Stunning revelation Bill Gates has spent $2.3 Billion on Common Core - #PARCC

Except, I just spoke with two educators last night, one a college professor and the other a high school teacher, about this very topic and both assured me they still teach literature.

I'm not sure how the college professor is relevant. Common Core doesn't apply to colleges. So you spoke to one relevant teacher and used that to determine the effects of Common Core? I don't mean to be rude, but it's extremely careless to draw conclusions based on such. I'm in high school every day, and I talk frequently to numerous teachers. I use Common Core daily. I have a much clearer picture of the impact of CCSS than you do.

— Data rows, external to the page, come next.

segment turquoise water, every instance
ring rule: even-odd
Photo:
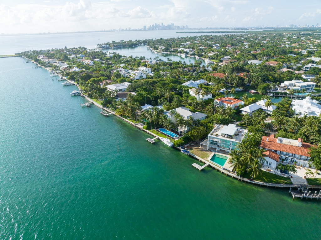
[[[214,162],[220,166],[223,167],[224,166],[224,164],[225,164],[225,163],[228,158],[228,157],[215,153],[211,158],[210,161]]]
[[[211,168],[0,59],[2,239],[319,239],[321,201]]]
[[[172,138],[178,138],[178,135],[175,134],[174,133],[172,133],[170,131],[166,130],[165,128],[159,128],[158,130],[164,134],[170,136]]]

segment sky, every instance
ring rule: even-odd
[[[319,22],[319,21],[320,22]],[[321,1],[310,0],[1,0],[0,33],[142,28],[321,24]]]

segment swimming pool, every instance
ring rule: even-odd
[[[166,130],[165,128],[159,128],[158,130],[159,130],[160,132],[161,132],[162,133],[163,133],[164,134],[166,134],[167,136],[169,136],[172,138],[175,138],[178,137],[178,135],[175,134],[174,133],[172,133],[170,131]]]
[[[229,158],[228,157],[225,157],[220,154],[215,153],[211,158],[210,161],[212,162],[215,163],[218,165],[223,167],[225,164],[225,162],[227,159]]]

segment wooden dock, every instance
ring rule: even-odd
[[[110,114],[112,114],[113,113],[108,113],[107,112],[106,112],[105,111],[102,111],[101,112],[100,112],[100,114],[102,114],[105,117],[107,117],[108,115],[110,115]]]
[[[203,166],[200,166],[197,163],[194,163],[192,165],[193,167],[194,167],[196,169],[198,169],[200,171],[202,171],[203,169],[206,167],[207,167],[208,165],[210,165],[209,163],[206,163],[206,164],[204,165]]]
[[[86,102],[85,103],[81,103],[80,107],[90,107],[90,105],[91,104],[93,104],[92,102]]]
[[[314,193],[313,193],[310,191],[309,191],[309,188],[306,188],[304,186],[300,185],[300,187],[298,188],[298,191],[292,190],[292,188],[290,187],[289,192],[293,197],[292,199],[294,198],[300,198],[301,199],[305,198],[307,199],[308,198],[313,199],[317,200],[321,198],[321,190],[319,190],[318,193],[317,193],[317,191],[315,191]]]
[[[75,84],[73,82],[63,82],[61,83],[62,85],[63,86],[67,86],[69,85],[74,85]]]

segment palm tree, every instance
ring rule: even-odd
[[[172,132],[170,131],[170,129],[171,128],[173,125],[174,125],[174,123],[172,121],[170,118],[167,118],[165,121],[165,122],[164,123],[164,126],[165,127],[165,129],[167,130],[168,131],[169,131],[171,133]],[[170,135],[171,135],[171,134],[170,134]],[[170,138],[170,135],[169,138]],[[167,137],[166,138],[167,138]]]
[[[257,159],[255,159],[250,163],[247,171],[247,172],[252,172],[251,175],[252,179],[256,177],[259,174],[262,175],[262,169],[261,169],[262,167],[262,164]]]
[[[265,102],[265,106],[266,107],[266,108],[268,109],[272,105],[272,101],[271,101],[270,99],[268,99],[266,100],[266,101]],[[266,109],[267,111],[267,109]]]
[[[244,122],[246,124],[246,126],[247,126],[247,124],[251,121],[251,118],[250,115],[248,114],[244,115],[242,119],[242,121]]]
[[[231,90],[230,91],[230,92],[231,93],[234,93],[235,92],[235,89],[234,88],[232,88],[231,89]]]
[[[230,155],[231,156],[231,161],[233,167],[232,171],[233,172],[236,171],[237,173],[239,173],[243,167],[243,162],[237,150],[233,149],[231,151]]]
[[[182,105],[184,107],[186,107],[188,105],[189,100],[187,98],[183,98],[182,99]]]

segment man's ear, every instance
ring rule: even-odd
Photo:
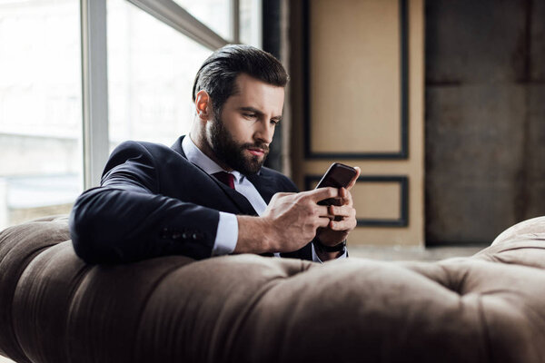
[[[212,100],[208,93],[201,90],[195,96],[195,110],[197,116],[203,121],[208,121],[212,115]]]

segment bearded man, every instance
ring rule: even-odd
[[[171,148],[122,143],[101,186],[78,197],[70,215],[77,255],[90,263],[231,253],[346,257],[357,175],[347,189],[297,192],[287,177],[263,166],[288,78],[278,60],[257,48],[214,52],[195,77],[190,133]],[[329,198],[338,205],[317,204]]]

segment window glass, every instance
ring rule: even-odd
[[[211,50],[124,0],[108,0],[111,149],[125,140],[168,146],[189,132],[194,76]]]
[[[233,15],[230,0],[174,0],[174,3],[223,39],[232,42]]]
[[[241,43],[262,47],[261,0],[239,0]]]
[[[83,187],[78,0],[0,1],[0,230]]]

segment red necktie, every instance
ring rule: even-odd
[[[218,181],[227,185],[231,189],[234,189],[234,175],[227,172],[214,172],[213,175]]]

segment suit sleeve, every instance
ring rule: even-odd
[[[86,262],[131,262],[180,254],[211,256],[219,211],[160,194],[157,162],[128,142],[112,153],[101,187],[84,191],[70,214],[76,254]]]

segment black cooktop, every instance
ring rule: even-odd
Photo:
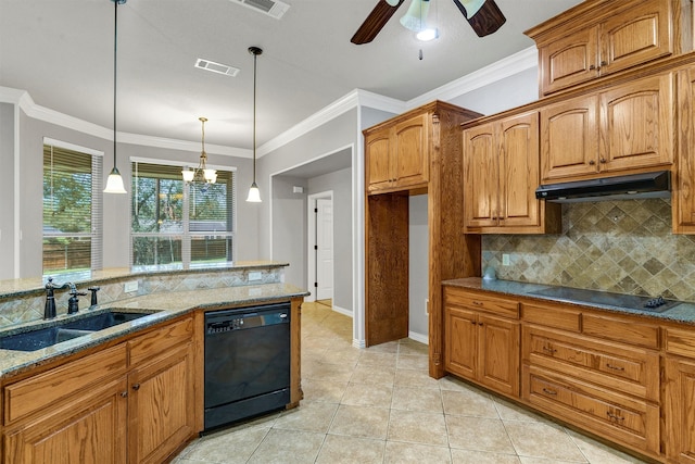
[[[666,300],[661,297],[647,298],[636,294],[611,293],[608,291],[584,290],[571,287],[548,287],[542,290],[531,291],[530,293],[574,303],[605,304],[627,310],[641,310],[654,313],[662,313],[681,304],[680,301]]]

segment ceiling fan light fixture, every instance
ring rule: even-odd
[[[427,28],[427,13],[430,10],[430,0],[413,0],[408,12],[401,17],[401,24],[406,29],[419,33]]]
[[[418,40],[424,42],[429,42],[430,40],[434,40],[439,38],[439,29],[435,27],[428,27],[427,29],[422,29],[417,35]]]

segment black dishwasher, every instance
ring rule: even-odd
[[[290,402],[290,303],[205,314],[205,430]]]

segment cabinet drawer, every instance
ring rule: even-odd
[[[126,348],[121,343],[9,385],[4,388],[4,424],[79,397],[104,379],[125,375],[125,372]]]
[[[521,309],[525,322],[577,333],[582,329],[582,312],[579,310],[535,303],[522,303]]]
[[[664,348],[667,353],[695,358],[695,330],[665,327]]]
[[[150,361],[152,353],[166,354],[167,349],[190,341],[193,336],[193,318],[169,324],[128,341],[129,365]]]
[[[611,390],[659,400],[656,351],[525,326],[523,360]]]
[[[659,406],[583,381],[525,368],[525,398],[599,436],[659,452]]]
[[[472,310],[519,318],[519,303],[517,301],[471,292],[456,287],[444,287],[444,304],[466,306]]]
[[[646,348],[659,348],[659,327],[594,314],[582,315],[582,331],[598,338]]]

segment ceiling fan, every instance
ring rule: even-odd
[[[377,34],[386,26],[404,1],[379,0],[350,41],[356,45],[369,43],[377,37]],[[413,0],[414,4],[415,2],[429,3],[429,1]],[[478,37],[494,33],[507,21],[494,0],[453,0],[453,2],[466,17]]]

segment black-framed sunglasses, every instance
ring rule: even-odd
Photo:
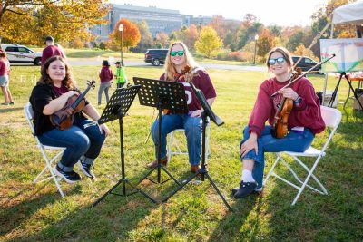
[[[184,51],[171,52],[172,56],[175,56],[176,54],[178,54],[179,56],[182,56],[182,55],[184,55]]]
[[[285,62],[285,58],[283,58],[283,57],[279,57],[279,58],[276,58],[276,59],[272,59],[272,58],[269,59],[269,64],[270,65],[274,65],[276,63],[283,63],[284,62]]]

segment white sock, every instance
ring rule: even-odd
[[[252,177],[252,172],[250,172],[248,169],[243,169],[242,170],[242,180],[244,182],[254,182],[255,179]]]

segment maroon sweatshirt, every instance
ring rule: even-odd
[[[282,100],[282,94],[277,94],[271,98],[271,94],[289,83],[278,82],[276,78],[265,80],[260,86],[259,94],[250,118],[249,127],[250,131],[260,135],[266,121],[273,125],[274,117],[278,105]],[[294,90],[302,101],[298,105],[294,104],[289,115],[288,127],[306,127],[316,134],[324,131],[325,123],[321,117],[320,104],[318,96],[315,94],[311,82],[305,77],[295,82],[290,88]]]

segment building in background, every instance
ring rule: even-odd
[[[108,20],[107,24],[95,25],[91,28],[92,34],[98,36],[98,41],[107,40],[116,23],[122,18],[132,22],[145,21],[153,38],[161,32],[170,34],[184,25],[187,27],[191,24],[204,26],[212,20],[211,16],[193,17],[190,15],[182,15],[179,13],[179,10],[162,9],[155,6],[135,6],[130,4],[113,4],[113,9],[106,18]],[[238,20],[233,21],[240,22]]]
[[[182,15],[179,10],[162,9],[155,6],[113,5],[113,9],[107,15],[108,24],[93,26],[91,33],[98,35],[100,41],[107,40],[108,34],[113,31],[116,23],[122,18],[132,22],[145,21],[152,37],[156,37],[158,33],[164,32],[169,34],[183,25],[189,26],[192,15]]]

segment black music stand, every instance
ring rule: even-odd
[[[188,113],[187,100],[185,97],[185,89],[182,83],[173,82],[164,82],[160,80],[152,80],[140,77],[133,77],[133,82],[137,85],[142,85],[138,93],[139,102],[141,105],[155,107],[158,109],[159,119],[159,142],[158,142],[158,164],[152,169],[143,178],[142,178],[137,184],[140,184],[145,179],[153,183],[165,183],[170,179],[173,179],[175,183],[182,186],[180,183],[161,163],[160,151],[162,150],[162,111],[164,109],[171,111],[172,113]],[[155,169],[158,170],[157,182],[149,179],[149,175]],[[169,179],[161,182],[162,169],[168,174]]]
[[[117,196],[129,196],[132,195],[136,192],[140,192],[149,199],[151,199],[154,203],[158,203],[155,199],[150,197],[147,193],[143,192],[142,190],[139,189],[125,177],[124,171],[124,153],[123,153],[123,117],[126,115],[127,111],[129,110],[131,104],[132,103],[136,93],[139,92],[141,86],[135,85],[127,88],[118,88],[113,92],[113,96],[111,97],[110,101],[107,102],[106,108],[104,109],[103,114],[101,115],[100,120],[98,121],[99,124],[109,122],[114,120],[119,120],[120,124],[120,147],[121,147],[121,173],[122,177],[121,179],[111,189],[109,189],[103,196],[102,196],[96,202],[93,203],[93,207],[96,206],[102,200],[104,199],[109,194],[113,194]],[[113,193],[114,190],[120,184],[123,184],[123,193]],[[129,185],[136,191],[132,193],[126,194],[126,185]]]
[[[208,169],[206,169],[206,164],[205,164],[205,130],[208,125],[208,117],[215,123],[217,126],[221,126],[224,124],[223,121],[221,120],[216,114],[214,114],[213,111],[211,110],[211,106],[207,102],[206,98],[204,97],[203,92],[201,92],[201,90],[198,90],[195,88],[195,86],[191,83],[191,87],[195,93],[195,95],[198,98],[198,101],[201,102],[201,107],[203,108],[204,111],[201,113],[201,120],[202,120],[202,136],[201,136],[201,168],[194,174],[192,175],[190,179],[188,179],[185,182],[182,183],[181,187],[176,189],[174,191],[172,191],[171,194],[169,194],[168,197],[166,197],[164,199],[162,199],[162,202],[167,201],[172,195],[177,193],[180,189],[182,189],[185,185],[187,185],[189,182],[191,182],[193,179],[195,179],[197,176],[200,174],[201,175],[201,181],[204,181],[204,178],[207,177],[207,179],[210,180],[211,184],[213,186],[214,189],[217,191],[218,195],[220,195],[221,198],[223,200],[224,204],[226,207],[231,210],[233,211],[231,206],[228,204],[226,199],[224,198],[223,195],[221,195],[220,189],[217,188],[215,185],[214,181],[211,179],[211,176],[208,174]]]
[[[339,88],[340,81],[343,78],[343,76],[347,80],[347,82],[349,84],[349,88],[353,92],[354,97],[356,98],[358,103],[359,103],[360,108],[363,110],[363,106],[362,106],[362,103],[360,103],[359,97],[358,95],[358,92],[354,92],[353,86],[351,84],[351,81],[348,78],[347,73],[344,72],[340,73],[339,80],[338,81],[337,86],[334,89],[333,94],[331,94],[331,99],[329,101],[329,103],[328,104],[328,107],[331,108],[333,106],[333,102],[334,102],[335,97],[337,96],[338,89]]]

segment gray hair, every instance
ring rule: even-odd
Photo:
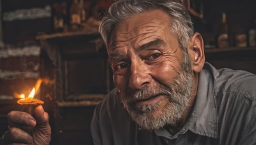
[[[188,11],[177,0],[117,1],[110,6],[108,15],[102,18],[99,26],[99,32],[105,44],[108,46],[111,31],[119,22],[136,14],[156,9],[165,11],[172,18],[173,24],[170,31],[177,36],[179,45],[187,55],[187,47],[194,29]],[[188,61],[188,59],[185,58],[185,61]]]

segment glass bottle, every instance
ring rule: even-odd
[[[228,25],[227,24],[226,13],[222,13],[222,22],[219,28],[218,36],[218,46],[219,48],[228,47]]]

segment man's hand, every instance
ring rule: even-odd
[[[34,110],[34,117],[28,113],[12,111],[8,114],[9,130],[2,136],[0,144],[49,144],[51,129],[48,113],[41,105]]]

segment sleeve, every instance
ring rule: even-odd
[[[252,108],[247,112],[244,122],[246,125],[242,133],[241,140],[237,144],[256,144],[256,101],[251,104]]]
[[[102,144],[99,125],[99,114],[100,106],[101,103],[97,106],[95,109],[94,109],[93,116],[92,117],[91,122],[91,132],[93,144],[95,145]]]

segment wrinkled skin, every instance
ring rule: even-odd
[[[161,120],[163,113],[166,111],[164,109],[170,102],[170,96],[163,93],[156,93],[154,91],[148,91],[152,94],[138,97],[133,94],[145,88],[154,88],[159,85],[170,88],[180,74],[184,55],[177,36],[170,32],[170,24],[172,19],[166,13],[155,10],[121,21],[111,32],[111,41],[107,46],[109,62],[121,100],[127,109],[132,108],[132,113],[127,109],[130,114],[140,113]],[[198,73],[204,64],[203,49],[202,37],[196,33],[188,49],[192,70],[192,91],[189,96],[184,97],[189,98],[189,102],[182,110],[182,116],[178,118],[179,125],[166,125],[177,128],[173,133],[185,123],[192,109]]]
[[[0,144],[49,144],[51,129],[48,113],[44,112],[41,105],[35,109],[34,116],[24,112],[13,111],[8,114],[8,119],[10,129],[0,141]]]

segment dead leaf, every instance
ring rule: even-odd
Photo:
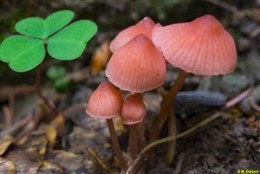
[[[7,154],[7,160],[14,163],[16,174],[36,174],[38,168],[42,165],[41,157],[32,150],[14,150]]]
[[[56,164],[52,164],[48,161],[44,161],[42,166],[37,171],[37,174],[45,174],[45,173],[62,174],[63,170],[60,166]]]

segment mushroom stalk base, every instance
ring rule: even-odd
[[[168,93],[164,96],[161,106],[161,111],[159,114],[159,117],[156,119],[155,124],[153,126],[154,132],[151,137],[151,142],[157,140],[160,136],[162,127],[167,120],[167,116],[169,115],[169,107],[172,104],[173,99],[177,95],[177,93],[180,91],[181,87],[184,84],[184,81],[186,77],[188,76],[188,73],[180,69],[179,75],[177,79],[174,82],[174,85],[171,87],[171,89],[168,91]]]
[[[137,156],[137,132],[138,125],[133,124],[129,126],[129,153],[132,159]]]
[[[126,161],[123,157],[123,153],[121,151],[121,148],[120,148],[117,136],[116,136],[116,131],[115,131],[113,120],[112,119],[106,119],[106,121],[107,121],[107,126],[108,126],[108,130],[109,130],[109,133],[110,133],[112,147],[114,149],[115,155],[118,159],[119,165],[122,168],[122,170],[126,171],[127,170],[127,164],[126,164]]]

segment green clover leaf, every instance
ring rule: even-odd
[[[55,59],[78,58],[97,32],[97,25],[89,20],[68,25],[73,17],[72,11],[62,10],[45,20],[30,17],[19,21],[15,29],[22,35],[10,36],[2,42],[0,60],[16,72],[29,71],[43,61],[46,44],[48,53]]]
[[[0,59],[16,72],[29,71],[45,57],[43,40],[21,35],[10,36],[0,47]]]
[[[25,36],[46,39],[67,25],[73,17],[72,11],[62,10],[49,15],[45,20],[39,17],[23,19],[15,25],[15,29]]]
[[[97,26],[89,20],[80,20],[65,27],[48,39],[48,53],[59,60],[72,60],[79,57],[86,43],[97,32]]]

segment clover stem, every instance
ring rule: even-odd
[[[109,133],[110,133],[112,147],[114,149],[115,155],[118,159],[118,162],[119,162],[121,169],[126,171],[127,170],[127,164],[126,164],[126,161],[123,157],[123,153],[121,151],[121,148],[120,148],[117,136],[116,136],[116,131],[115,131],[113,120],[112,119],[106,119],[106,121],[107,121],[107,126],[108,126],[108,130],[109,130]]]
[[[129,152],[132,159],[136,158],[137,155],[137,135],[138,135],[138,125],[133,124],[129,126]]]
[[[183,86],[187,75],[188,75],[188,73],[186,73],[185,71],[180,69],[179,75],[178,75],[177,79],[175,80],[174,85],[172,85],[171,89],[163,97],[160,114],[159,114],[158,118],[156,119],[155,124],[153,126],[152,130],[154,132],[152,134],[150,142],[153,142],[159,138],[162,127],[169,115],[167,113],[169,111],[169,107],[171,106],[172,101],[175,98],[176,94],[180,91],[181,87]]]
[[[59,111],[50,103],[50,101],[41,92],[41,89],[40,89],[41,79],[42,79],[42,63],[37,68],[37,76],[36,76],[36,80],[35,80],[35,90],[36,90],[38,96],[42,99],[42,101],[50,109],[50,111],[54,115],[58,115]]]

As for what you quoted: There are a number of problems. One, it's from CCSS's website, so it is of course going to promote itself. Second, it doesn't discuss what one finds in Common Core materials and tests. Third, it largely proves my point: "However, because college and career readiness overwhelmingly focuses on complex texts outside of literature..." It starts with the assumption that the purpose of education should be to turn a person into a worker drone. Fourth, the text mentions literature, but it doesn't mention how literature is taught under Common Core. Common Core uses, almost exclusively, new criticism. There's nothing wrong with the new crit school, which excludes the reader, and states that only the text exists. A new crit reader looks only for evidence, not text-to-self connections or the social impact of literature. That's fine, but it is not the only school. Reader-response theory and feminist theory, off the top of my head, are two schools of thought that emphasize the individualized reading process more than the inviolability of the text. Just because they are not among the most popular mechanisms right now doesn't make them illegitimate. And it's OK to teach new crit. It's not OK to ignore other methods of reading -- especially if we're supposed to be differentiating for all learners.

Literature isn't taught simply because it gets one ready to work. It creates a rounded human being. We read in multiple ways for many reasons. Common Core ignores this fact, and admits as such. We don't read to grow as people in Common Core because it doesn't serve the purpose of turning a child into an alienated worker drone.

I am, however, grateful that, for now, it prevents schools from deviating from the core enough to teach religious myths and political lies as facts.

I'm not sure why you think CCSS prevents these things, or if it does, why it is needed to do so.